Great article sir. It helped me a lot to better understand the DXGI (Immediate) Independent Flip model.
I know you published this long time ago, but I’ve just found it now while investigating this subject by my own and for an upcoming benchmarking of the graphical performance in different DX11 games under Fullscreen Exclusive (FSE), Win10 Fullscreen Optimizations (FSO), and Borderless Fullscreen Windowed (FSB).
Curiously, there are some DX11 games (for example, AC Odyssey) that are able to engage the “Immediate iFlip” presentation model in a borderless window fullscreen scenario while others are always kept as DWM composited. Therefore, I think that other criteria might be involved, besides the DirectX version, to be able to engage the Independent Flip model when the application covers the viewport. Perhaps, you already discovered more on this issue.
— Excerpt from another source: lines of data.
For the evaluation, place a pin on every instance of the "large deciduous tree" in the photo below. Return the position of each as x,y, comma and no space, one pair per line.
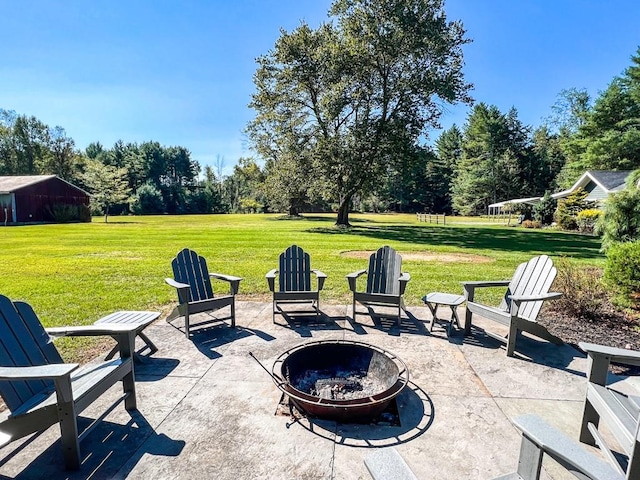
362,89
107,184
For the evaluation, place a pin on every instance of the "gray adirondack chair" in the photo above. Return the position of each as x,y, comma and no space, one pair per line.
192,280
519,310
540,438
294,281
40,390
619,413
386,283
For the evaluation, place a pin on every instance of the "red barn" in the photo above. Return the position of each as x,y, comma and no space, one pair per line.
41,198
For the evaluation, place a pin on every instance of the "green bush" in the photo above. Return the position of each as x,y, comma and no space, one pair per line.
566,215
584,295
68,213
544,209
587,219
531,224
620,221
148,199
622,269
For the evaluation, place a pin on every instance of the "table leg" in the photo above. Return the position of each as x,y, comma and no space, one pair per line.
152,347
434,313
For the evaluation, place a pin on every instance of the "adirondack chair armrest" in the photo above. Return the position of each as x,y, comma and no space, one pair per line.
535,298
92,330
352,277
321,276
561,448
51,371
234,282
404,279
614,354
172,283
271,279
470,286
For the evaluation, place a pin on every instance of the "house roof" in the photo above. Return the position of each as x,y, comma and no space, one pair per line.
12,183
16,182
608,180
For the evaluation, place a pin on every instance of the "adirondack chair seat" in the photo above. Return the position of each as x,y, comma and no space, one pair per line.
192,281
619,412
294,281
40,390
523,299
539,439
82,382
386,283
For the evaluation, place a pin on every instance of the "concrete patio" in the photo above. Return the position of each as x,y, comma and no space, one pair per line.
206,409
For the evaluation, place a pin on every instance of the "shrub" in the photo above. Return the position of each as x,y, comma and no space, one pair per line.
622,269
543,210
620,221
531,224
567,213
587,219
148,199
584,294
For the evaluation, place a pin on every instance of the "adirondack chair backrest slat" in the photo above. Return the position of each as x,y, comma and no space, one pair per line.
384,272
294,270
23,343
188,267
534,277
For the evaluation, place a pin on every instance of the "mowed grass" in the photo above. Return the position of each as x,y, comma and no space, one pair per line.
75,273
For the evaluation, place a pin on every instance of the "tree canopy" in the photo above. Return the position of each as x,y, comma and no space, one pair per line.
360,90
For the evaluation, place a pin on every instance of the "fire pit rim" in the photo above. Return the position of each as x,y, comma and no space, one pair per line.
286,387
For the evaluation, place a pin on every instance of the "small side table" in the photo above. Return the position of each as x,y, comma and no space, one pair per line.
434,299
141,319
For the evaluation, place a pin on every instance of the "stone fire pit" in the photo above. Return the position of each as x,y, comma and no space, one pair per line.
340,380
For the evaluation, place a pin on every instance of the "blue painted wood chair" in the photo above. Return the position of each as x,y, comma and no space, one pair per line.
40,390
192,280
295,281
527,290
386,283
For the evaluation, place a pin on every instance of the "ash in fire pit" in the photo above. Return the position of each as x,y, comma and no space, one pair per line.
341,380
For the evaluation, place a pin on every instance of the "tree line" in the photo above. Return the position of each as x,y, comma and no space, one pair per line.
342,118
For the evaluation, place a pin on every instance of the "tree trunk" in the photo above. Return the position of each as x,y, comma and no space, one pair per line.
343,212
293,211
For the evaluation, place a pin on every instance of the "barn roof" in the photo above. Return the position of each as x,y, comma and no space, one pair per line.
16,182
12,183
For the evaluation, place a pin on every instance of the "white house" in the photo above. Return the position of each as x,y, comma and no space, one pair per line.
598,183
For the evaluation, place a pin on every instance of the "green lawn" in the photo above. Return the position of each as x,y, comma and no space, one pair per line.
75,273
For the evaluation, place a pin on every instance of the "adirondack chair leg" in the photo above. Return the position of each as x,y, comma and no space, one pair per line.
354,310
127,350
68,427
233,313
598,368
530,461
186,323
511,339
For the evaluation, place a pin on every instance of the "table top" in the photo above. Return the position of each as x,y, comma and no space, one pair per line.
129,318
443,298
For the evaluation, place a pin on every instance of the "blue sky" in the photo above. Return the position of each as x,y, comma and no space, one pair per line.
180,73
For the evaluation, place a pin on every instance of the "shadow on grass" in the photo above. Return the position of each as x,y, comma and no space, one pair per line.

Getting flip to behave consistently in D3D11 requires knowing which of your yet-born children to sacrifice to the driver gods. There are various odd things done on the developer’s behalf to try and nudge D3D11 SwapChains onto a more efficient DWM composition path that can cause unpredictable best-case behavior for several runs followed by some other application doing something and causing the whole thing to fall to pieces.
D3D12 is ineligible for most of this tampering by Microsoft, and thus always uses the explicitly defined flip model present mode with zero attempt to use something better if available.